I just finished the 900- odd Haruki Murakami book- 1Q84.
Last week, I read the play Pygmalion by G. B. Shaw for the book club and have just placed an order for another Japanese- authored book 'Remains of the Day' by Kazuo Ishiguro.
After the long, nearly three- week 1Q84 read I can say this- only Murakami could have made this book a hit, even before it was read. The book was originally released as Book I, II & III. May be, if I read it with those intermittent breaks, I'd feel differently. Though even with the three as a bundle I couldn't put the book down. Gripping indeed, speaks of the author's impeccable command over fiction- writing. I even lugged it along on a Pune- Chennai- Trichy trail.
The story, set in Tokya is mystery, suspence, sci-fi and a love story rolled into one. The central characters of Tengo, Aomame, Fuka- Eri are unconnected individuals within a seemingly disconnected but connected setting. More than half the way through the book, the connectedness starts to show, although it is still not completely predictable- once it has been established by the Leader on the night of his death by Aomame, their conversation draws the reader into the workings of the parallel world of 1Q84. From this point on, the read becomes murky and opaquish. Also the poetic style of Murakami starts to fade.

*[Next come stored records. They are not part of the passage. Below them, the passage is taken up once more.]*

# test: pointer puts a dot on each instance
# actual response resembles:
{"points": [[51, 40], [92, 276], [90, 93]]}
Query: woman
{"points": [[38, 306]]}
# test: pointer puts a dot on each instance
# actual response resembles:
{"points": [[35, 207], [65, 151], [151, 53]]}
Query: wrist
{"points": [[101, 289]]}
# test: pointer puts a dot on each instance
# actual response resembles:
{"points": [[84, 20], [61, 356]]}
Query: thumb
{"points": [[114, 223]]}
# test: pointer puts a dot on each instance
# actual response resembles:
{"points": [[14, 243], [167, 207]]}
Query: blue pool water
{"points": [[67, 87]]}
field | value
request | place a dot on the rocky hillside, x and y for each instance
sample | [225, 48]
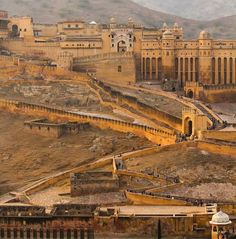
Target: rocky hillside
[103, 10]
[194, 9]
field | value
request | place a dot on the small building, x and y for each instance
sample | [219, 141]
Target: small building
[93, 183]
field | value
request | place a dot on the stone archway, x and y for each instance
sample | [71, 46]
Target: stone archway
[188, 126]
[15, 31]
[190, 94]
[122, 46]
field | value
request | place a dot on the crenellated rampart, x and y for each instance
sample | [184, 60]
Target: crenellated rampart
[155, 135]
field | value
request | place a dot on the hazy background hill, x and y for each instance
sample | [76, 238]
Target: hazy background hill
[102, 10]
[194, 9]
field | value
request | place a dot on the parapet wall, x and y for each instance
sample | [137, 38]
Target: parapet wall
[220, 93]
[220, 135]
[217, 147]
[155, 135]
[164, 117]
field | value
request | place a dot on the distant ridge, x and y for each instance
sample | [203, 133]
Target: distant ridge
[194, 9]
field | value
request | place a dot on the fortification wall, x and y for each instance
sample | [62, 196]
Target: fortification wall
[144, 199]
[219, 94]
[217, 148]
[48, 131]
[220, 135]
[31, 48]
[164, 117]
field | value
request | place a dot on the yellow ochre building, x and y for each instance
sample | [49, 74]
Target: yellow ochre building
[126, 52]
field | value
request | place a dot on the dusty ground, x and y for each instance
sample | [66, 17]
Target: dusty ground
[206, 175]
[25, 157]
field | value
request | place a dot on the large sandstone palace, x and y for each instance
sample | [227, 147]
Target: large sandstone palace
[125, 51]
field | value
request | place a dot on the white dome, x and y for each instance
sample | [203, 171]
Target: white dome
[220, 218]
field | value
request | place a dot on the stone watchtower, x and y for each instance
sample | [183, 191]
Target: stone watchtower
[220, 226]
[168, 54]
[205, 57]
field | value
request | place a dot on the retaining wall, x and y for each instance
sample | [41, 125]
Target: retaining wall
[155, 135]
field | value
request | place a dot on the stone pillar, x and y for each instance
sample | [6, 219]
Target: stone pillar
[228, 71]
[38, 234]
[222, 71]
[12, 233]
[31, 234]
[157, 68]
[184, 70]
[150, 73]
[5, 233]
[145, 68]
[44, 234]
[234, 71]
[25, 233]
[194, 69]
[216, 71]
[179, 69]
[189, 69]
[58, 234]
[72, 234]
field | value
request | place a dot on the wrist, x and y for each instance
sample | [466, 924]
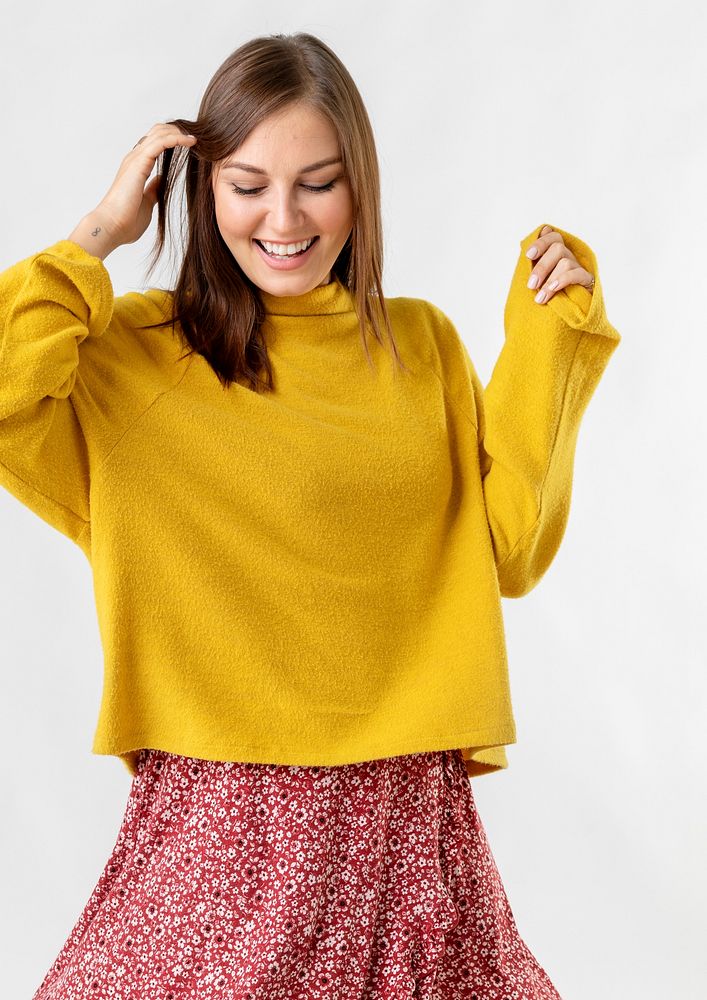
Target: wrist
[94, 236]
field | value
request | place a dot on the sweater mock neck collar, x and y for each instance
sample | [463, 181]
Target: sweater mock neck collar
[323, 300]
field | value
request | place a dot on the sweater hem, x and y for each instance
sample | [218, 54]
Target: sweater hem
[483, 751]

A great inception, that sets your imagination balloon- up to conjure the Murakami story, floats along higher and higher until it doesn't have enough fuel and so it commences its descent. Nevertheless, the book is a good read. A good tip is to judge a book by its read. Neither by its cover, nor its author.
As an aside, its quite soothing, a hot cup of cocoa in hand while you distill and process a good book when the night has set and all the sounds have receded into 'silent' mode.